I am calling for help as we are struggling with a strange problem: often when indexing a bulk of data, thousands of tiny segments with only one doc in each are created. This brings the cluster to its knees by consuming all the CPU on the impacted nodes, often disrupting the service.
Here is the situation:
- We have 3 servers (16 cores/1.2TB SSD/128GB RAM each) with 3 instances of ES 1.7.1 each (24G RAM per instance)
- Our index holds 1.6 Billion records in 10 shards with 1 replica, totalizing 1.2TB on disk
- This makes about 700 segments in normal conditions
- It is queried at about 150-200 queries per second
- Every hour, a few millions of records are added or updated, in bulk mode, using 8 parallel connections. This takes between 5 and 20 min.

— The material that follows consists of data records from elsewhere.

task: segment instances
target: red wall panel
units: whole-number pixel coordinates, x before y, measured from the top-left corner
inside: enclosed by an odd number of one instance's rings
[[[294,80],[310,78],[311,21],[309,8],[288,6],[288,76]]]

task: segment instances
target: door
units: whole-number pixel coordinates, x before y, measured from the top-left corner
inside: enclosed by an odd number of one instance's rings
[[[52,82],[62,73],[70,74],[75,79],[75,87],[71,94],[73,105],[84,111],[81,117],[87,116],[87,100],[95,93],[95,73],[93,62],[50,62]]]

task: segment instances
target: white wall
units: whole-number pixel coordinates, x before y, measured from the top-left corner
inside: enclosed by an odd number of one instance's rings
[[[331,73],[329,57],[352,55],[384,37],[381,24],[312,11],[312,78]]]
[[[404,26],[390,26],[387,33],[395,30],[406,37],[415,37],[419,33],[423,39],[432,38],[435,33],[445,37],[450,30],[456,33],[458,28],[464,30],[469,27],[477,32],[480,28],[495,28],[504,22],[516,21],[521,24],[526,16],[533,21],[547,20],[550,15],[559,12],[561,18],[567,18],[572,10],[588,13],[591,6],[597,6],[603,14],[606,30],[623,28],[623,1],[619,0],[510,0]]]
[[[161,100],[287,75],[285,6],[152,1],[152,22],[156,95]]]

The problem arise every hour during the bulk indexing. During the first few minutes, a huge number of segments are created (I have seen up to 6000) that hold only one document each. After that, the ES instance holding those segments use so much CPU that it is almost unresponsive, which slows own the other instances on the same server and sometimes even disrupts the service.
After a few minutes of very heavy CPU usage, the segments are finally merged (the count goes down to a normal ~ 700) and everything goes back to normal.
Is this a bug ? It appears to me that a segment should rarely hold only one doc...
Do you have advice on what settings to tune to avoid this problem ? We have already tried different refresh intervals (-1, 1s, 10s, 30s) and different merge throttling throughputs (from unlimited down to 10MBps) but the problem still occurs almost every time.
Thanks for your wisdom !